Member of Technical Staff, Data Acquisition



Toronto, ON, Canada
Posted on Thursday, July 20, 2023
Who are we?
We’re a small, diverse team working at the cutting edge of machine learning. At Cohere, our mission is to build machines that understand the world and to make them safely accessible to all. Language is at the crux of this, but it can be difficult and expensive to parse the syntax, semantics, and context that all work together to give words meaning. The Cohere platform provides access to Large Language Models through its APIs that read billions of web pages and learns to understand the meaning, sentiment, and intent of the words we use in a richness never seen before.
We've recently raised our Series C, and we are focused on bringing our technology to market.
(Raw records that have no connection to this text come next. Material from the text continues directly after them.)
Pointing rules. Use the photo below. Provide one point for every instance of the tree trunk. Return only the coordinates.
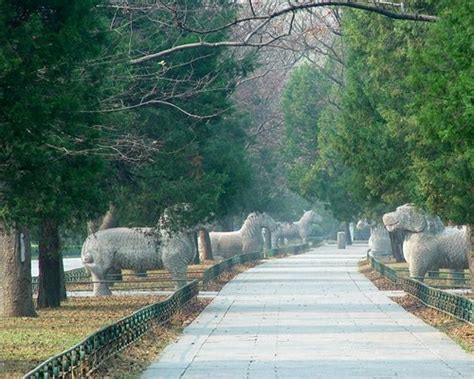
(62, 287)
(49, 257)
(267, 239)
(396, 241)
(205, 250)
(348, 233)
(16, 298)
(197, 258)
(107, 221)
(470, 254)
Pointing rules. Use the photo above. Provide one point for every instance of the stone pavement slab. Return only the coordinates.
(309, 316)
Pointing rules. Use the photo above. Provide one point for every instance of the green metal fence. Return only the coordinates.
(454, 305)
(70, 276)
(83, 358)
(218, 269)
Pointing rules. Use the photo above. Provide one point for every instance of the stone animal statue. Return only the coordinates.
(379, 240)
(300, 229)
(137, 249)
(247, 239)
(428, 244)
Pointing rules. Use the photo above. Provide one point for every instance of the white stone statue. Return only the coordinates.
(138, 249)
(428, 244)
(379, 241)
(247, 239)
(300, 229)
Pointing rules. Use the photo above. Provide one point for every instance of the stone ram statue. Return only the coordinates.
(428, 244)
(379, 240)
(300, 229)
(247, 239)
(137, 249)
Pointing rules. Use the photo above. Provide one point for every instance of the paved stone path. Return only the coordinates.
(309, 316)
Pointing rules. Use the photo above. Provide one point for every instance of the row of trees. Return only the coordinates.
(396, 125)
(83, 131)
(126, 107)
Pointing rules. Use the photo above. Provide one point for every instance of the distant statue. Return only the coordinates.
(428, 244)
(379, 240)
(247, 239)
(300, 229)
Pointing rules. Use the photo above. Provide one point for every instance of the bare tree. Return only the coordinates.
(260, 19)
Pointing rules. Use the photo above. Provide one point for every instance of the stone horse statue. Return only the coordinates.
(428, 244)
(300, 229)
(138, 249)
(379, 241)
(247, 239)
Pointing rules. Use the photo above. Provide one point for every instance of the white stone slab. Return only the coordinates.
(309, 316)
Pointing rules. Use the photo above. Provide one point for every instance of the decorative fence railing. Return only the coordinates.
(83, 358)
(218, 269)
(70, 276)
(454, 305)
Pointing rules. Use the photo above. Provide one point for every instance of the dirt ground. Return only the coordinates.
(461, 332)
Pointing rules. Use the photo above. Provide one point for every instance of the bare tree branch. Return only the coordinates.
(376, 6)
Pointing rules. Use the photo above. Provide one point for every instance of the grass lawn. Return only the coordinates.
(461, 332)
(26, 342)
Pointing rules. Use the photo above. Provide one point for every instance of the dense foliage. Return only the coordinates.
(401, 130)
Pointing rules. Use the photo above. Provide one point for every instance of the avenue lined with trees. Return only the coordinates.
(131, 107)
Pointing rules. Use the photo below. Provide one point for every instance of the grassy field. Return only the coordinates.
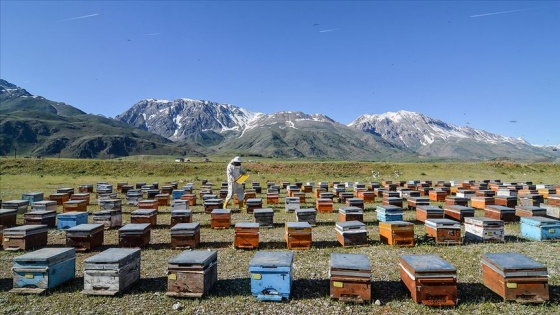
(310, 290)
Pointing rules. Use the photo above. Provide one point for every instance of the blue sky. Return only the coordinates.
(491, 65)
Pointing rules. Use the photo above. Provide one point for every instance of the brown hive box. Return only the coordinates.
(424, 213)
(444, 231)
(74, 206)
(144, 216)
(185, 235)
(430, 280)
(85, 237)
(437, 195)
(505, 214)
(135, 235)
(47, 217)
(458, 213)
(298, 235)
(220, 219)
(246, 235)
(515, 277)
(397, 233)
(481, 202)
(413, 202)
(350, 277)
(192, 273)
(60, 198)
(25, 237)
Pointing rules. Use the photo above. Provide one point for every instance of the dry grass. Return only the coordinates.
(310, 290)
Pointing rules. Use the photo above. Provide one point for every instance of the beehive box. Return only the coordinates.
(308, 215)
(389, 213)
(85, 237)
(500, 213)
(46, 217)
(21, 206)
(192, 273)
(271, 275)
(397, 233)
(351, 233)
(133, 196)
(70, 219)
(456, 201)
(112, 271)
(220, 219)
(43, 269)
(481, 202)
(298, 235)
(144, 216)
(44, 205)
(430, 280)
(253, 203)
(540, 228)
(32, 196)
(350, 213)
(264, 217)
(81, 196)
(150, 204)
(135, 235)
(180, 216)
(246, 235)
(324, 205)
(530, 211)
(110, 204)
(444, 231)
(350, 277)
(8, 217)
(424, 213)
(212, 204)
(437, 195)
(506, 201)
(185, 235)
(482, 229)
(458, 213)
(25, 237)
(74, 205)
(413, 202)
(515, 277)
(109, 218)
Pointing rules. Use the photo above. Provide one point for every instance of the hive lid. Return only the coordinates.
(512, 261)
(48, 255)
(350, 261)
(195, 257)
(272, 259)
(427, 263)
(85, 227)
(134, 227)
(113, 255)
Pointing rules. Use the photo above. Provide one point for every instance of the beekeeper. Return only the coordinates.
(233, 172)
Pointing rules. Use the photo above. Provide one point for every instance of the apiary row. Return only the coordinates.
(429, 279)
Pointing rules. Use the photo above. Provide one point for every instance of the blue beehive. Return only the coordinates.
(389, 213)
(271, 275)
(43, 269)
(32, 196)
(540, 228)
(70, 219)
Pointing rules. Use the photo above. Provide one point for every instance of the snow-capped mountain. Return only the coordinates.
(185, 119)
(414, 130)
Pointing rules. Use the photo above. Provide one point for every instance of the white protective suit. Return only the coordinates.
(233, 172)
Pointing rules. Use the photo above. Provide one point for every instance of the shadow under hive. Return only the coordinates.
(111, 271)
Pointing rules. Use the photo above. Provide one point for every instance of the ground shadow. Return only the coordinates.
(310, 288)
(387, 291)
(158, 284)
(231, 287)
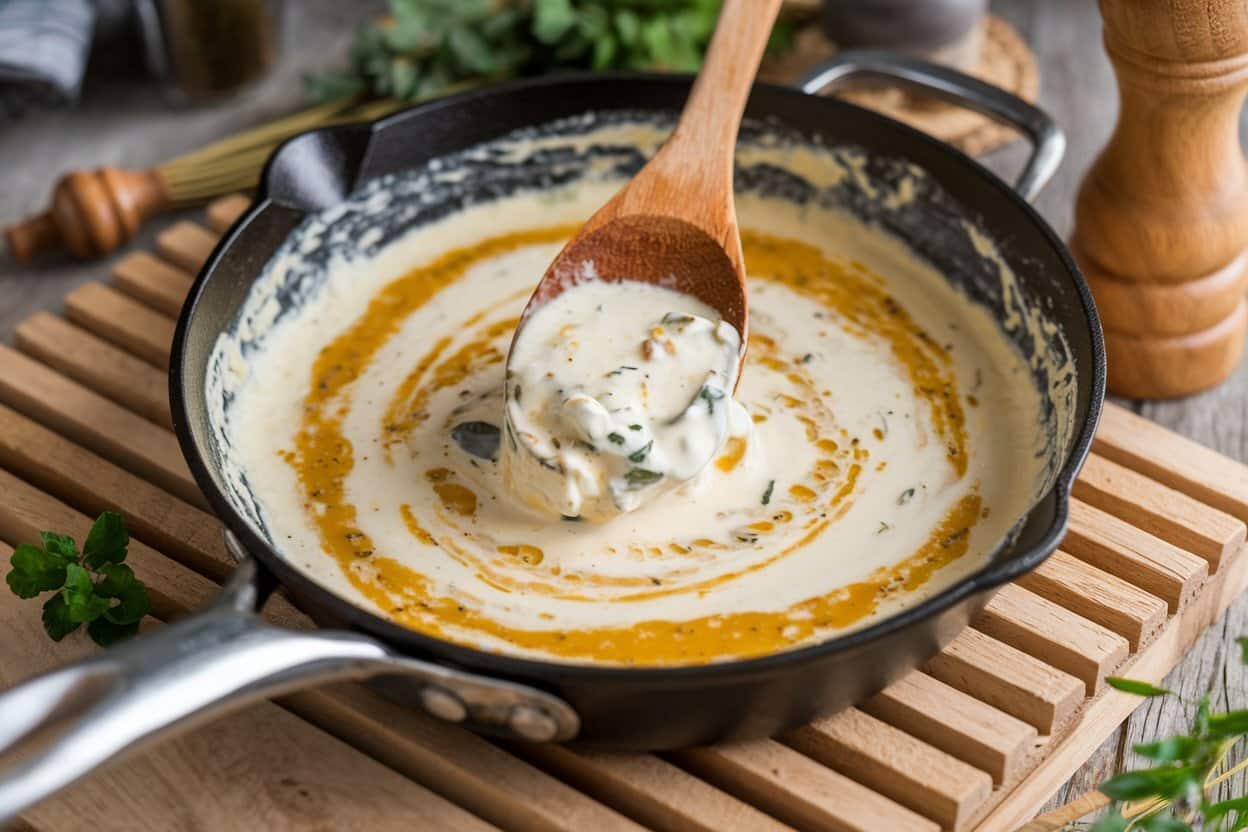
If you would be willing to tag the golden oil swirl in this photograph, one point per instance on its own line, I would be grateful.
(442, 515)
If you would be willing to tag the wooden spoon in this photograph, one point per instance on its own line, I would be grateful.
(675, 222)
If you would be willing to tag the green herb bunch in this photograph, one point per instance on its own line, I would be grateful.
(94, 586)
(426, 48)
(1173, 793)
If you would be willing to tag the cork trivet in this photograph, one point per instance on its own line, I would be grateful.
(1005, 61)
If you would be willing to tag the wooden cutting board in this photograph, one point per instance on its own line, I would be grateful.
(976, 740)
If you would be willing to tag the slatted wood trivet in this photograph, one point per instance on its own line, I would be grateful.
(977, 739)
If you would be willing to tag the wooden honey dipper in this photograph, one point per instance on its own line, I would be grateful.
(1161, 223)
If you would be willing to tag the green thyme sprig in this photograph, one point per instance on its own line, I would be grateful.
(427, 48)
(1173, 792)
(91, 586)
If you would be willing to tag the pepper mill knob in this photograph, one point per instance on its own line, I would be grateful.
(92, 212)
(1161, 222)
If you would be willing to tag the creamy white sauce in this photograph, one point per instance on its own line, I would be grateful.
(617, 393)
(645, 565)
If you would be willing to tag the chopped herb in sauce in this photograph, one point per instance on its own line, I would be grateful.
(640, 453)
(477, 438)
(640, 478)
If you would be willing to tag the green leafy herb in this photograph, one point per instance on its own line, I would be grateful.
(91, 588)
(1132, 686)
(640, 453)
(710, 394)
(426, 48)
(640, 478)
(1171, 793)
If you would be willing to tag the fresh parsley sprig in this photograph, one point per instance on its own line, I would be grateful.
(91, 586)
(427, 48)
(1173, 792)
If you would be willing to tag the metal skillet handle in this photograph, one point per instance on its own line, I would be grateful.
(216, 661)
(1048, 142)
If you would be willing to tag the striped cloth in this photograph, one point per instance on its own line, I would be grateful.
(44, 45)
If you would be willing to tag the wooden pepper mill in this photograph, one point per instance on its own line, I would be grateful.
(1161, 223)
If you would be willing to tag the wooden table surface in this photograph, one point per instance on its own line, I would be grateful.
(122, 120)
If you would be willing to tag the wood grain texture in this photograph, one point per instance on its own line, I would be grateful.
(122, 321)
(1098, 596)
(957, 724)
(1132, 554)
(798, 790)
(152, 281)
(1053, 634)
(1160, 510)
(896, 765)
(97, 364)
(89, 418)
(1009, 680)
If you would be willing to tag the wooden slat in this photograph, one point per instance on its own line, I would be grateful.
(186, 245)
(296, 776)
(1098, 596)
(95, 363)
(896, 765)
(91, 484)
(1160, 510)
(957, 724)
(1009, 679)
(446, 757)
(1174, 460)
(1132, 554)
(1055, 635)
(152, 281)
(95, 422)
(221, 213)
(798, 790)
(122, 321)
(649, 790)
(454, 762)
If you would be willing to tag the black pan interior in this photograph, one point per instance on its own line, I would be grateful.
(321, 170)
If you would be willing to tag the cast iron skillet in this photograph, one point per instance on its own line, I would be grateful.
(226, 655)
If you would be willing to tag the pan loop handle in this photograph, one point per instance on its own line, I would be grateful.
(216, 661)
(1048, 142)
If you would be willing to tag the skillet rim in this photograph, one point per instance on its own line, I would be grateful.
(996, 570)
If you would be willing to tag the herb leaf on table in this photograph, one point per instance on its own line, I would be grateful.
(91, 586)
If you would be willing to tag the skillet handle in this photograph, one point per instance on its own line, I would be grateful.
(1048, 142)
(216, 661)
We will partner with customers so they can build natural language understanding and generation into their products with just a few lines of code.
We’re ambitious — we believe our technology will fundamentally transform how industries interact with natural language. And we have the technical chops to back it up - Cohere’s CEO, Aidan Gomez, is a co-author of the groundbreaking paper “Attention is all you need”, and was previously part of Google Brain. Our entire technical team is world-class.
We are focused on creating a diverse and inclusive work environment so that all of our team members can thrive. We welcome kind and brilliant people to our team, from wherever they come.
Why this role?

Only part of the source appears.